Takahashi years later, after isolating himself from the world, completed an extensive collection of writings, eventually returning back to Shizan Ashikaga who offered him no reprieve in the process of gaining enlightenment under the Zen discipline and of course under his watchful eye as Takahashi's master. This time in his early thirties, Takahashi maintains the course of Zen practice throughout the 1930s and during the conflict of World War Two, by 1951 he is granted his inka, the disciplinary seal of a Zen pupil. Working at a newspaper in Tokyo, he went onto to publish many of his poems, marrying also in the same year that he became a Zen disciple, to which during the mid to late 1950s the couple had two daughters. Interest in Takahashi's Zen poems and also his early rendition of the Dadaist prose, began to be noticed. And by the 1970s, his prominence in the West grew significantly when the first edition of his books were translated into English. Takahashi was a prolific modern day poet and probably the last of the Zen writers in the sense that he held a registered Zennist discipline, but he is certainly not the last of the poets, both in Japan and the rest of the world. Who write within their own degrees of suffering, in all of its pleasure and pain of the human creative, that transpires as the discipline of expression. A personal journey, that at times, is cryptic within its narration of the past and present; yet sincere in its delivery. As Zen over the years from the 1970s into the 21st Century, being an age old discipline from the great Ch'an masters of China from the 5th and 6th Centuries, to the recent Japanese Zen Masters that offered to the West a unique Buddhist perspective cultivating the stillness of the dhyāna.
Zen may have fallen out of favor within Japan and Western Countries over recent times. However, the discipline of the Zen is to know the self as a detachment from the self, the poet, he or she, when mastering the greatness of words and expression, for that brief moment of focus they are not at any particularly place in time. They have detached from the burden of the self, without a master or knowing the Zen discipline.

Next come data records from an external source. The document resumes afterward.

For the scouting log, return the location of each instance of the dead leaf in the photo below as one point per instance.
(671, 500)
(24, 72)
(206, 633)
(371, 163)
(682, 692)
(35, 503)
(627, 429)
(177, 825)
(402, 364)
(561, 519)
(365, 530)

This is the beauty of Zen Buddhism, to be aware is to be unaware and to be unaware is to be aware.
Shinkichi Takahashi passed away in June 4th 1987.
I have picked out a collection of my favorite Takahasi's poems:
Collapse
"Time oozed from my pores,
Drinking tea I tasted the seven seas.
I saw in the mist formed
Around me The fatal chrysanthemum, myself. Its scent choked, and as I Rose, squaring
My shoulders, the earth collapsed."
Destruction
"The universe is forever falling apart— No need to push the button,
It collapses at a finger’s touch: Why, it barely hangs on the tail of a sparrow’s eye.
The universe is so much eye secretion,
Hordes leap from the tips
Of your nostril hairs.
Lift your right hand: It’s in your palm.
There’s room enough
On the sparrow’s eyelash for the whole.
A paltry thing, the universe: Here is all strength, here the greatest strength.
You and the sparrow are one
And, should he wish, he can crush you.
The universe trembles before him."
Sea of Oblivion
Future, past, the sea of oblivion, with present capsized.
Sun splits the sea in two— one half’s already bottled.
Legs spread on the beach, a woman feels the crab of memory crawl up her thigh. Somewhere her lover drowns.
Sand-smeared, bathing in dreams, the young leap against each other.
Clay Image
Near the shrine, humped back, bird on pole—eyes, warm as folded wings, reflect the penumbra of the universe.
On the horizon, a cylindrical building, once bird, now mud and stone.
Birth’s a crack in the ground plan.
Since universe is no bigger than its head, where’s the bird to fly?
Who says bird’s eyelashes are short?
A lump, time rolled from nostril.
Cooling the bird’s hot tongue, the unglazed red clay image.
Its eyes dark, and in their cavities— minute vibrations, earthquakes.
Stone Wall
Flower bursts from stone, in rain and wind dog sniffs and aims a leak.
Butterfly-trace through haze where child splashes.
Over the paper screen, a woman’s legs, white, fast.
No more desire, I’m content.
Later I saw her, hands behind her back— repulsing nothing really, welcoming sun between her thighs.
Near the stone wall, a golden branch.